Não que piadas escrotas, saídas daquele típico humor babaca e juvenil, sejam exatamente um problema. Adoramos essas merdas. Mas digamos que elas funcionam muito melhor quando ganham outra camada, né? Quando não temos duas horas de filmes APENAS E TÃO SOMENTE com tiradas sobre bunda, pinto, peido e peitos. Quando estão dentro de um conceito diferente, quando são ressignificadas... e quando tão dentro de contexto. Principalmente isso. Até o clubinho do trio Seth Rogen, Evan Goldberg e Judd Patow, com um tipo de humor que certas vezes é bastante questionável, já sacou isso.
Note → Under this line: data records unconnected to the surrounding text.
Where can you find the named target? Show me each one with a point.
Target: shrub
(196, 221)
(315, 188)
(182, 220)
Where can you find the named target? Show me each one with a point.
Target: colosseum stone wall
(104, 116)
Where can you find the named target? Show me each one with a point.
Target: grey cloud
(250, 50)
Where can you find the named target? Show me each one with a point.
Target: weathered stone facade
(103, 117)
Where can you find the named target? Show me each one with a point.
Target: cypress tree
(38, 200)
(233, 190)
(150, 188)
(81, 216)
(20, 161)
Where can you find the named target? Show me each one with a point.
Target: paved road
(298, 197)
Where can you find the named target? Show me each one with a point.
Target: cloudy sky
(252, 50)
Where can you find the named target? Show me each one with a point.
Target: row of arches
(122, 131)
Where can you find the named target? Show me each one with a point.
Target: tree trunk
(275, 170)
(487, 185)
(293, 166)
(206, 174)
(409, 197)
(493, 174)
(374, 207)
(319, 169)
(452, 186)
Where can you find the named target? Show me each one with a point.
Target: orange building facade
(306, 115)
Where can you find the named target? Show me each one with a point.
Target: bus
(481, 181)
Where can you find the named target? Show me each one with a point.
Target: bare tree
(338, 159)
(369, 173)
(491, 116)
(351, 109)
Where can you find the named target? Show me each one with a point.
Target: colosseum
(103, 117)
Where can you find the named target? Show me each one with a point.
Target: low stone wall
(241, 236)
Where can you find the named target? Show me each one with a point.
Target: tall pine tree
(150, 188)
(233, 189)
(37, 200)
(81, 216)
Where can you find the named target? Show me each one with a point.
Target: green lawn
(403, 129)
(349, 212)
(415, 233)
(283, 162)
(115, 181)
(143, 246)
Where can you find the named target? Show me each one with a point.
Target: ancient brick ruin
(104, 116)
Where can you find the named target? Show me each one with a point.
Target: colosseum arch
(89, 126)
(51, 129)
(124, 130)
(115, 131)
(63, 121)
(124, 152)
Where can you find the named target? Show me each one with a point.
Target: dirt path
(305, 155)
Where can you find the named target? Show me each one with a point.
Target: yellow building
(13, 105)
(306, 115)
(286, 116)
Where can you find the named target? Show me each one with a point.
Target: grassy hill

A gente que acompanhou os primeiros filmes do Kevin Smith cresceu. Envelheceu. Aprendeu. Quem vê as entrevistas recentes do Smith sabe que até ELE é outro cara, mais maduro, que tá ligado em como a porra do mundo mudou (ainda bem). Se é o caso de chamar o filme de Jay and Silent Bob Reboot, talvez também seja o caso de fazer um reboot metalinguístico aqui e dar uma chacoalhada nos personagens. Afinal, tem gente fazendo besteirol bem melhor do que Kevin Smith nos dias de hoje. O cara vai precisar MESMO se atualizar pra continuar no jogo e contra-atacar de verdade.